Dobson, N.C. — Seeing double — or even triple — is a danger at British sports car (and saloon) gatherings. There are Triumph TR6s, often the same model year and color; there are look-alike MGs; Austin-Healeys are sprouting like the first dandelions of spring and there are clusters of Jaguars and Morris Minis to turn heads and delight.
And the pastoral Shelton Vineyards here, with the early greening of grape vines and a cunning brook with bridges feeding a quiet pond, provided a movie-like setting for the popular April 19-21 meet.
Vic and Judy Euliss of Burlington, N.C. were keeping out of the chilling spring wind in their 1959 TR-3A, a car Vic has owned since 2002.
“I had a TR-3 as an undergraduate student and wanted to have something like it once, again,” said the former mayor of Graham, N.C. “I bought this TR-3 online and drove it home from Houston, Tex.”
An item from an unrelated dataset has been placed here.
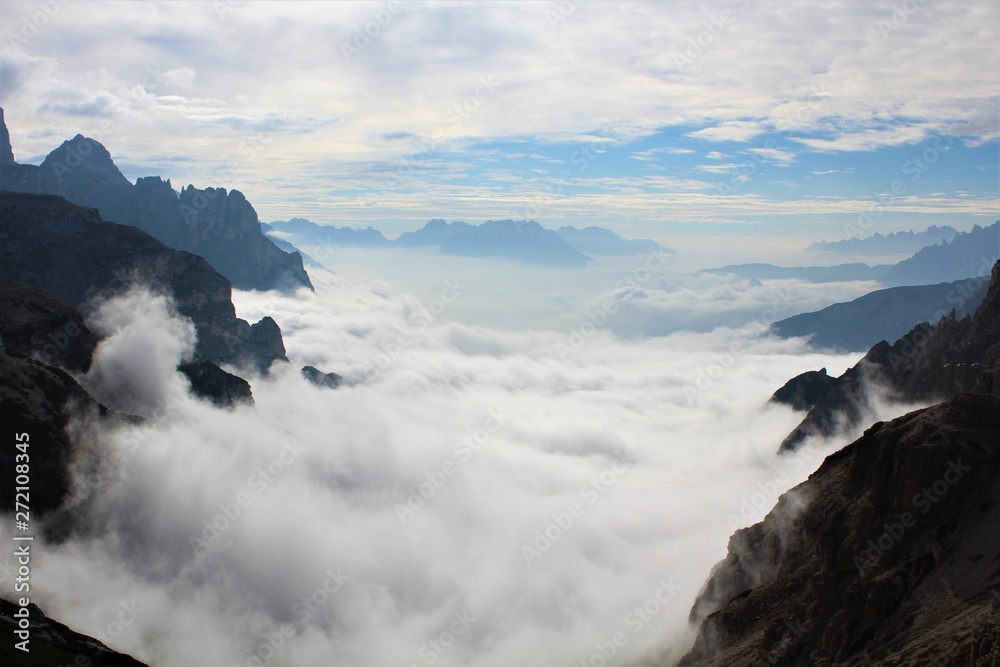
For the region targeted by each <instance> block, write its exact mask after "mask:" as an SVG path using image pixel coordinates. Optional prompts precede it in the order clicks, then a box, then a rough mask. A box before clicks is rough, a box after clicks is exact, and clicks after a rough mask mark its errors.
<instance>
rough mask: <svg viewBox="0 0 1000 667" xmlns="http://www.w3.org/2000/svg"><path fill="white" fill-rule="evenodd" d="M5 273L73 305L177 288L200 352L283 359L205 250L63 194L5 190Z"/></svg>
mask: <svg viewBox="0 0 1000 667" xmlns="http://www.w3.org/2000/svg"><path fill="white" fill-rule="evenodd" d="M0 235H6V236H5V240H4V242H3V243H2V244H0V278H14V279H17V280H21V281H23V282H25V283H29V284H31V285H33V286H35V287H38V288H40V289H43V290H45V291H47V292H51V293H52V294H55V295H57V296H60V297H62V298H64V299H67V300H68V301H70V302H72V303H74V304H83V303H85V302H86V301H87V299H88V298H89V297H91V296H94V295H96V294H100V293H103V294H112V293H115V292H118V291H121V290H123V289H125V288H127V287H128V286H129V285H130V284H132V283H133V282H136V281H138V282H140V283H142V284H150V285H152V286H154V287H155V288H160V289H163V290H164V291H166V292H168V293H169V294H172V295H173V298H174V303H175V305H176V307H177V310H178V312H179V313H180V314H181V315H184V316H187V317H190V318H191V320H192V321H193V322H194V325H195V328H196V330H197V333H198V345H197V348H196V352H197V353H198V354H200V355H202V356H203V357H205V358H206V359H209V360H210V361H213V362H215V363H232V364H236V365H244V364H250V365H253V366H255V367H256V368H267V366H269V365H270V363H271V362H272V361H275V360H278V359H280V360H286V358H285V355H284V346H283V345H281V344H280V335H281V334H280V331H279V330H278V328H277V325H276V324H275V323H274V321H273V320H270V318H265V319H266V320H268V321H267V322H264V321H263V320H262V322H260V323H258V328H257V329H253V328H252V327H251V326H250V325H249V324H248V323H247V322H245V321H244V320H240V319H237V317H236V309H235V308H234V306H233V303H232V300H231V296H232V288H231V287H230V284H229V281H228V280H226V279H225V278H224V277H222V276H221V275H219V274H218V273H216V271H215V270H214V269H213V268H212V267H211V265H209V263H208V262H206V261H205V260H204V259H202V258H201V257H198V256H196V255H192V254H190V253H186V252H178V251H176V250H172V249H171V248H168V247H167V246H165V245H163V244H162V243H160V242H159V241H157V240H156V239H154V238H153V237H151V236H149V235H148V234H146V233H145V232H141V231H139V230H138V229H135V228H133V227H127V226H124V225H117V224H114V223H109V222H105V221H103V220H102V219H101V218H100V216H99V215H98V214H97V211H95V210H93V209H89V208H84V207H82V206H77V205H74V204H71V203H70V202H68V201H66V200H65V199H62V198H60V197H53V196H47V195H30V194H22V193H11V192H0Z"/></svg>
But not all on the same trip. Euliss’s TR-3 developed mechanical problems in Selma, Ala. and he returned to North Carolina without his prize. He later learned that only a wire had come loose. “If I had thought of that, I could have fixed it myself,” he said.
The information posted on the windscreen of Peter Cosmides’ 1974 MGB-GT with small-block Rover V-8 suggested there may be between 15 and 25 of these limited-production cars in the U.S.
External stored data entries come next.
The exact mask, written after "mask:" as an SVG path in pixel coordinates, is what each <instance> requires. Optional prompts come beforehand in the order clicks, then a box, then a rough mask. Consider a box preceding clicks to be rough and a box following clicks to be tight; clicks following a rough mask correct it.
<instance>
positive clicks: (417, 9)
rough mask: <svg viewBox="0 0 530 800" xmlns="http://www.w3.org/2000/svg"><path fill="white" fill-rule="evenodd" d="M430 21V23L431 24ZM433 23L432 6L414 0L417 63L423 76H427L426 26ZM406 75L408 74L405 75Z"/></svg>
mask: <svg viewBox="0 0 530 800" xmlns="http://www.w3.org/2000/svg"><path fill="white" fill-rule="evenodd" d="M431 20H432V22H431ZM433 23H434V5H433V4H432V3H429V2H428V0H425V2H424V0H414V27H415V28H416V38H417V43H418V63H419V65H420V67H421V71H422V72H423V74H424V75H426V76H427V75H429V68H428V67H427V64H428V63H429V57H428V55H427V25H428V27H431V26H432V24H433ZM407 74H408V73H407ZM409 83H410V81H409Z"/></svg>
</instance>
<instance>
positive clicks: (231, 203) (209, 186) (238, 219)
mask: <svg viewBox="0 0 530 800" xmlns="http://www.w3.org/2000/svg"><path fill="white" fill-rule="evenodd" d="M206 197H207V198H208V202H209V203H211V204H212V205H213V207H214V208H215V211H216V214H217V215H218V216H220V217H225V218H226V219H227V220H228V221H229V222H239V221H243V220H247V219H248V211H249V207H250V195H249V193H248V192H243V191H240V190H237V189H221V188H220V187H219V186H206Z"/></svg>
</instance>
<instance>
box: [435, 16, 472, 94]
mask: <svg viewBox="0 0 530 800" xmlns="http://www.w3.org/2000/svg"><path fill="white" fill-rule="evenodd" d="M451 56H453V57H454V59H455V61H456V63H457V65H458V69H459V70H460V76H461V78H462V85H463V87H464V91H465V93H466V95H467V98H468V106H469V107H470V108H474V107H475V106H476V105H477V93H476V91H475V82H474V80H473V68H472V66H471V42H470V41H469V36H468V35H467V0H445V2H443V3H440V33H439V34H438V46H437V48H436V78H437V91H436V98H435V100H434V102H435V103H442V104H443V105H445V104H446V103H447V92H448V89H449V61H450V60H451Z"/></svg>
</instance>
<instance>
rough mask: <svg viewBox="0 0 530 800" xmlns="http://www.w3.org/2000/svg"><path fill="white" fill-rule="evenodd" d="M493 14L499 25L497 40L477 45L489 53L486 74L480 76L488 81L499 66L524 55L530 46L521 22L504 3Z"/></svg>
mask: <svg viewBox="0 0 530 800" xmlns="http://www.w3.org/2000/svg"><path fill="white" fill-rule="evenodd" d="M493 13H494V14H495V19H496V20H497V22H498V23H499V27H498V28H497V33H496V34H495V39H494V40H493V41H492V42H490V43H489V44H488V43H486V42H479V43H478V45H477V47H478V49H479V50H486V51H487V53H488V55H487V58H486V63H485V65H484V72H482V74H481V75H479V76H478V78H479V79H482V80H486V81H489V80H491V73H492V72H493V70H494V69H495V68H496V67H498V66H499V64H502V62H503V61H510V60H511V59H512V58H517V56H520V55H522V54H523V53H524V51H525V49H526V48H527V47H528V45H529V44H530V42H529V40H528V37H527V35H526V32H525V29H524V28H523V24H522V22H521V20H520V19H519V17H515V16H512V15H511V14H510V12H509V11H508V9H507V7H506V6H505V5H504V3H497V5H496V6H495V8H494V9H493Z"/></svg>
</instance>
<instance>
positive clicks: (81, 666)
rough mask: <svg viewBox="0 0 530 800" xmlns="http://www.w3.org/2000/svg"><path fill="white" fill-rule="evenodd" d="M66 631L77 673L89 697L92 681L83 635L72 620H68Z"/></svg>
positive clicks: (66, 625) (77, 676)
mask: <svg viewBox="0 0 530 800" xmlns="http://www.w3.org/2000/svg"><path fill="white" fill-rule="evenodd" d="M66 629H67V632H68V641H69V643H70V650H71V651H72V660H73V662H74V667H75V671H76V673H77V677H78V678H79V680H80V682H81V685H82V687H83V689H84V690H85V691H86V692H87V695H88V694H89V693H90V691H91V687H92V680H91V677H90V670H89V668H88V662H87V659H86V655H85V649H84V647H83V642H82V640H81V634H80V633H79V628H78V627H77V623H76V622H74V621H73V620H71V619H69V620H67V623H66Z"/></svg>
Cosmides, of Moorestown, N.J. wrote, “The V-8 motor makes the MGB the car it should have been. . .it provided a very capable and comfortable road car that is quite at home on the highways eating up mile after mile.”
A string of Triumph V-8s had one visitor comment: “I’ve never seen so many 8s in one place.”
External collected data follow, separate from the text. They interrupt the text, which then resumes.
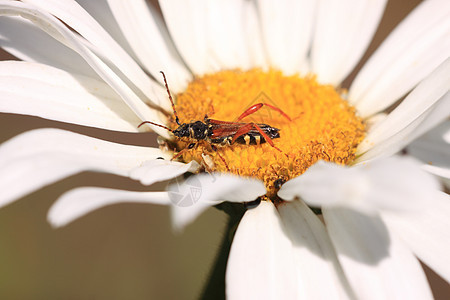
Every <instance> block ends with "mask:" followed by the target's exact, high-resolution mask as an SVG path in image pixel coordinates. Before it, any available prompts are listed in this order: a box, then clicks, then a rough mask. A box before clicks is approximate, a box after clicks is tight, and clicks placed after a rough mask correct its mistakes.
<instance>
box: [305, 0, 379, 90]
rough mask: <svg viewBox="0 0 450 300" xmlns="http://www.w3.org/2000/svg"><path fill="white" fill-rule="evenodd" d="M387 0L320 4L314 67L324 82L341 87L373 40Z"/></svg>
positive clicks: (311, 51) (315, 43) (325, 0)
mask: <svg viewBox="0 0 450 300" xmlns="http://www.w3.org/2000/svg"><path fill="white" fill-rule="evenodd" d="M385 5H386V0H378V1H371V0H365V1H361V0H346V1H331V0H324V1H319V5H318V15H317V17H316V18H317V24H316V28H315V33H314V41H313V44H312V49H311V67H312V71H313V72H314V73H315V74H317V76H318V80H319V81H320V82H323V83H330V84H333V85H339V83H340V82H341V81H342V80H344V79H345V77H346V76H347V75H348V74H349V73H350V72H351V71H352V70H353V68H354V67H355V66H356V64H357V63H358V61H359V60H360V59H361V57H362V55H363V54H364V52H365V51H366V49H367V47H368V46H369V43H370V42H371V40H372V36H373V35H374V33H375V31H376V29H377V27H378V23H379V22H380V20H381V16H382V15H383V11H384V7H385Z"/></svg>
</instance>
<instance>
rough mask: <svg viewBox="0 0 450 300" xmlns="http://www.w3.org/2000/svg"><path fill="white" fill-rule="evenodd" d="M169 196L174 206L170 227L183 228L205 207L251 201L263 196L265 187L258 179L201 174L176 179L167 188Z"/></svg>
mask: <svg viewBox="0 0 450 300" xmlns="http://www.w3.org/2000/svg"><path fill="white" fill-rule="evenodd" d="M168 189H169V197H170V198H171V201H172V203H173V204H174V205H173V209H172V212H173V223H174V224H173V226H174V228H175V229H176V230H181V229H183V228H184V227H185V226H186V225H188V224H189V223H191V222H192V221H193V220H194V219H195V218H196V217H197V216H199V215H200V214H201V213H202V212H203V211H205V210H206V209H207V208H208V207H211V206H213V205H217V204H220V203H221V202H223V201H230V202H246V201H253V200H255V199H256V198H258V197H259V196H262V195H264V194H265V193H266V188H265V187H264V184H263V183H262V182H261V181H260V180H257V179H251V178H245V177H239V176H235V175H228V174H222V173H211V174H208V173H203V174H199V175H194V176H190V177H188V178H187V179H186V180H181V179H179V178H176V182H175V183H173V184H171V185H170V186H169V188H168Z"/></svg>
“And they all drove here,” responded Helen Van Cott, who with her husband Ray had made the trip from their home in Williamsburg, Va. to northern North Carolina in their TR 8 for the British car show.
“We’ve had our TR-8 a couple of years,” she said. “It has a Land Rover engine and air conditioning but no cruise control.”
Cat fancier Robert Reavis of Greensboro, N.C., set up a small display, the gothic Cat Cult, on the ground ahead of the 1994 Jaguar XJS he was showing.
“I also own a 1985 Jaguar SJ6,” said Reavis, who has taken it upon himself to protect the reputation of all cats. His own at home is named Little Dio.
He shared his site at the vineyard with Alex Scott, a young Jaguar fan who brought copies of older publications devoted to the car but not the 1982 XJ6 he owns in Greensboro.
The father-son team of Ronald and Robert Childress of Yadkinville, N.C. were showing off their first Jaguar — a subtly curvy 1959 XK 150 which they found about a year ago.
To their delight, there wasn’t a scratch on the car, Ronald said.
“It had been restored earlier but most of it is original,” he said. “About all we did was carburetors.”
The XK 150 has a 220-horsepower 3.4-liter engine mated to a four-speed with electric overdrive, he said. It has a rated top speed of 132 miles per hour, he added.